The Story
Why it exists.
The beginning
Michel Klein has always treated fragrance as performance, naming his compositions like acts in a play. Comedie, the word itself signals something lighter, self-aware. Not a tragedy, not even a drama. A comedy. Dorothée Piot composed this in 2001 as part of the house's theatrical fragrance collection, working within a fruity-floral structure that the brand had been refining throughout the 1990s and into the new century. The naming was the brief: something playful, something that could laugh at itself before the wearer did.
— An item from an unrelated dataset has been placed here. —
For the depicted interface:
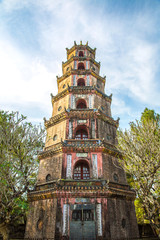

What makes Comedie work is the tension between its fruit basket opening and the powdery floral heart. Cherry and red berries arrive confident and tart, but freesia, iris, and lily of the valley don't simply follow, they reinterpret. The carnation adds a subtle spice that keeps the florals from feeling precious. On the drydown, oakmoss and cedar anchor everything with a mossy-woody warmth that outlasts the fruit, stretching the composition into something with actual depth rather than just a pretty start.
The evolution
Cherry hits first, sharp and unapologetic. Red berries join within minutes, adding a jammy quality that tempers the tartness. Then the handoff: freesia takes over around the 15-minute mark, and suddenly you're in a different register, cooler, greener, almost mineral. The lily of the valley keeps it light while jasmine and carnation add body underneath. The base is where it earns its longevity. Cedar arrives quiet but persistent, Patchouli lending earth, Oakmoss giving it that mossy, slightly animalic warmth that lingers on fabric long after the fruit has gone. On skin that holds fragrance well, this easily reaches the 6-8 hour mark. On the collar of a jacket the next morning? Still there, softer, turned into something else entirely.
Cultural impact
Comedie sits within a house known for playful, self-aware fragrance naming rather than solemn luxury positioning. The 2002 packaging award suggests the brand invested in presentation as much as composition, a full sensory experience rather than just the liquid inside. Michel Klein treated fragrance as fashion extension, blurring lines between scent and style.